Half of companies in the North-east of Scotland expect their profits to grow in 2024 as the region looks set to outperform the rest of the UK, according to new report.

Growing international demand for goods and services from Aberdeen and Aberdeenshire is driving increased confidence among companies in the region.

The North-east Quarterly Economic Survey, launched today by Aberdeen & Grampian Chamber of Commerce, in partnership with law firm Gilson Gray, benchmarks key indicators in the region’s economy against the wider UK.

The report reveals that companies in the region are bullish about their prospects this year as inflationary pressures ease.

Four key findings will be outlined and discussed at a special Chamber Breakfast Briefing in Aberdeen this morning.

They are:


The latest data, again, reaffirms the status of our region as an export powerhouse. 36% reported international sales growth in Q4 (28% nationally) and just 9% reported declining sales (v 24% UK wide).

And 32% of North-east respondents are forecasting growth this year in overseas activity (26% UK) with just 10% of regional firms expecting this to decline (v 25% nationally).


North-east businesses are more confident than their UK peers about turnover and profitability growth in 2024. 58% expect revenues to increase (v 56% nationally) and 50% are forecasting profit growth (47% UK).

Almost one third (31%) of companies both in this region and across the country expect to see increased domestic sales into 2024. Interestingly though, just 19% of North-east firms expect to see a decline compared to 25% nationally.


Firms here growing faster, with 38% expecting staff numbers to increase in 2024 against 31% nationally.

And while 76% of firms nationally reported difficulties in recruiting suitable staff, this was lower in our region at 71%.

However, while 51% of UK companies said they had difficulty in finding candidates for skilled manual & technical staff, this figure is higher in the Aberdeen region at 64%.


One of the most startling differences between the regional and UK data comes when we look at upward cost pressures on businesses. In almost every metric, North-east firms are feeling the heat more than peers nationally.

Most marked are fuel 66% (37% UK) and labour costs 79% (67% UK).

Inflation remains the largest growth constraint nationally although this is being felt marginally less in this region. However, North-east firms are more concerned about interest rates, taxation and business rates than the UK as a whole.


Only 24% of firms increased investment in plant/machinery/equipment during the quarter while 19% decreased spending on this. Most of the survey responses were already received before the Autumn Statement, so it will be interesting to see any impact from the announcement around full capital allowances expensing relief in the Q1 2024 data.

At a sector level, B2B/services businesses displayed significantly greater confidence and future investment intention than manufacturing, retail and hospitality firms- the latter continuing to fare very badly since the pandemic with nearly a third (32%) of respondents reporting a decrease in investment.

Despite the recent slowing, inflation remains the biggest current concern for businesses with 58% citing this as an issue, however this is down from 80% a year ago. And recent better news on interest rates has seen companies concerned about borrowing costs reduce to 39% (from 45% in Q3).

Findlay Anderson, Partner, Head of Corporate at Gilson Gray

Findlay Anderson, Partner, Head of Corporate at Gilson Gray


Russell Borthwick, Chief Executive at Aberdeen & Grampian Chamber of Commerce, said: “It is clear from the data we are seeing that there is a growing confidence among companies in the North-east.

“Almost three quarters of the firms we surveyed are exporting their good or services, underlining the global demand for our products and expertise.

“For all of the positives, it is very clear that the UK is still teetering on the brink of a recession.
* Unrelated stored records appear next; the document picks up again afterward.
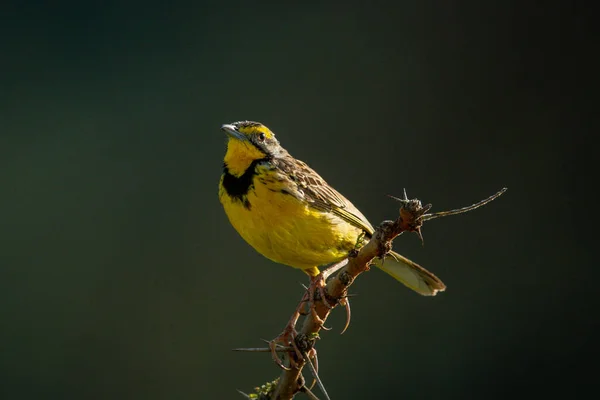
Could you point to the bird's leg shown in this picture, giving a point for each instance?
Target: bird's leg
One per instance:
(317, 283)
(287, 337)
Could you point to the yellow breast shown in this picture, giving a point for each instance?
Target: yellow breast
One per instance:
(285, 229)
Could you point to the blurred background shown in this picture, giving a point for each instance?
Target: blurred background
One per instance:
(121, 278)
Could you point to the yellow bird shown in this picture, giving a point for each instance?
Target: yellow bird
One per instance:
(290, 215)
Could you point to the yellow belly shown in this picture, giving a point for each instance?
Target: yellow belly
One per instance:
(288, 231)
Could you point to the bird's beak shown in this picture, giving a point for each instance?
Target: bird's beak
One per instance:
(233, 133)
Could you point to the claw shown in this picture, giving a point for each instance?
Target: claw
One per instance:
(313, 354)
(346, 303)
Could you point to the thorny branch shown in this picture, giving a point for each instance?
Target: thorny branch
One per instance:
(412, 214)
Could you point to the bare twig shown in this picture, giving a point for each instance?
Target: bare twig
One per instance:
(313, 370)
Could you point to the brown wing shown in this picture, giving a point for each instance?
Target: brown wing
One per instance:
(319, 194)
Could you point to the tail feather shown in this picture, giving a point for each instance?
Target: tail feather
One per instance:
(411, 274)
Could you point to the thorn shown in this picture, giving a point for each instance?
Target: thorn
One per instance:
(420, 235)
(346, 303)
(316, 375)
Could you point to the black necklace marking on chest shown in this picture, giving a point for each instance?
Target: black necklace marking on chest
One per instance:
(239, 186)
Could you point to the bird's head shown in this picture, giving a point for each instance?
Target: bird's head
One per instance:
(248, 141)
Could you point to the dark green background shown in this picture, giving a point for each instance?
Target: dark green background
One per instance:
(121, 278)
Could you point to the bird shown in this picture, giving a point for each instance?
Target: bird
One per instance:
(288, 213)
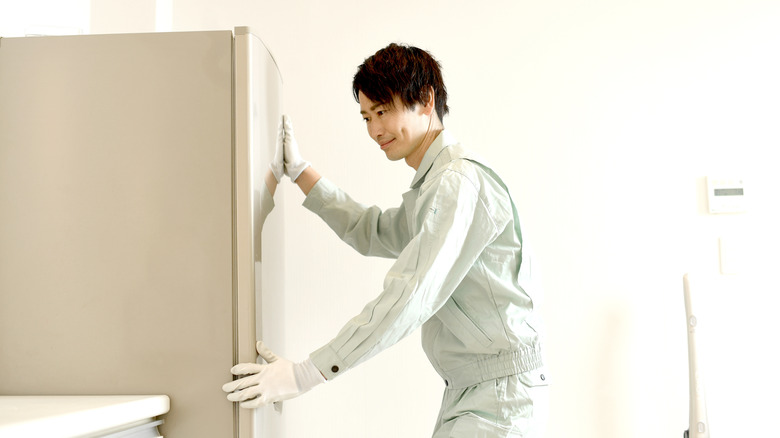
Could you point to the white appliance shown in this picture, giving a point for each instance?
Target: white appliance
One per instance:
(132, 196)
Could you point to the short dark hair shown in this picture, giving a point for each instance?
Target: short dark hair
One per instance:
(405, 71)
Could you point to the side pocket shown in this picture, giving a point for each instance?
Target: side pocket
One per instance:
(461, 325)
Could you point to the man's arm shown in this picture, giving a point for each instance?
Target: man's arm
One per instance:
(307, 179)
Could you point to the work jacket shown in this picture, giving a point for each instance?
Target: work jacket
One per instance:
(459, 272)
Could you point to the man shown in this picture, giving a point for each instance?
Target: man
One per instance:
(459, 270)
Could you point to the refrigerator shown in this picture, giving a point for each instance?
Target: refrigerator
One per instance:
(138, 233)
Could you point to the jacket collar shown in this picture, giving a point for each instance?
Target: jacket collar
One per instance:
(443, 140)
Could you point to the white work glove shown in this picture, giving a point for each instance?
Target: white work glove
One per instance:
(294, 165)
(275, 381)
(277, 165)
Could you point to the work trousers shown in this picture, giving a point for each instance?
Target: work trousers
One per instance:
(508, 407)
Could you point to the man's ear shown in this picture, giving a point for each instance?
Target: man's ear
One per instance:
(430, 102)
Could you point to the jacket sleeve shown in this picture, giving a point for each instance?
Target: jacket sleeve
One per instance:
(369, 230)
(454, 228)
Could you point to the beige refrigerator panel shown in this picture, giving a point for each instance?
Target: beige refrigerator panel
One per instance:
(120, 221)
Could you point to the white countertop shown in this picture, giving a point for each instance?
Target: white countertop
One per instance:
(75, 416)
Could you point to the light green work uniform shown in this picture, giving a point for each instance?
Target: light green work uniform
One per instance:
(459, 274)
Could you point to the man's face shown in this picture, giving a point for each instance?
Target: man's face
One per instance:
(398, 130)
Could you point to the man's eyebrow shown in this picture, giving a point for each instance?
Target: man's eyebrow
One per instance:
(372, 108)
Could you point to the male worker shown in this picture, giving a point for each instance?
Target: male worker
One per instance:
(459, 271)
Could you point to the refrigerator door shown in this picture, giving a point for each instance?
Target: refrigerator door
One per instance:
(259, 237)
(119, 240)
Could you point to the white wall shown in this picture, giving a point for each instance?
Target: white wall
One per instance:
(603, 117)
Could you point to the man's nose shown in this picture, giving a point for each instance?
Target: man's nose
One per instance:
(375, 130)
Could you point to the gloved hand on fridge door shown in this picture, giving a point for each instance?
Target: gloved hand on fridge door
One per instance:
(277, 380)
(277, 165)
(294, 165)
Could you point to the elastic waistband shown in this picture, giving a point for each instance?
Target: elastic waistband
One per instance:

We need imaginative plans for enabling economic growth, something which needs to be front and centre of the forthcoming election campaign.”

Findlay Anderson, Partner, Head of Corporate at Gilson Gray, said: “It is encouraging to see a large majority of local firms reporting sales growth both domestically and internationally. The region’s strength as an exporter continues to position it more robustly than other parts of the UK and the report generally points to growing confidence in local businesses.

“However cost, payment and pricing pressures continue to be a challenge to profitability and businesses will require to retain a focus on strong rigours to navigate these factors during 2024.”

Shevaun Haviland, Director General of the British Chambers of Commerce said: “Our data shows business confidence is growing, but real challenges remain in the coming year.

“Worries about interest rates and inflation remain at historically high levels, despite a slight easing of concern.

“The recruitment challenges many firms are facing underlines our calls for a skills plan from Government alongside an affordable immigration system.

“Investment continues to the Achilles' heel for business. The Chancellor’s decision in his Autumn Statement to make full expensing permanent was very welcome. 2023 needs to be the year when companies are given further assistance to invest.

“In the noisy election year ahead, it is crucial politicians remain focused on growing the economy and helping businesses thrive.”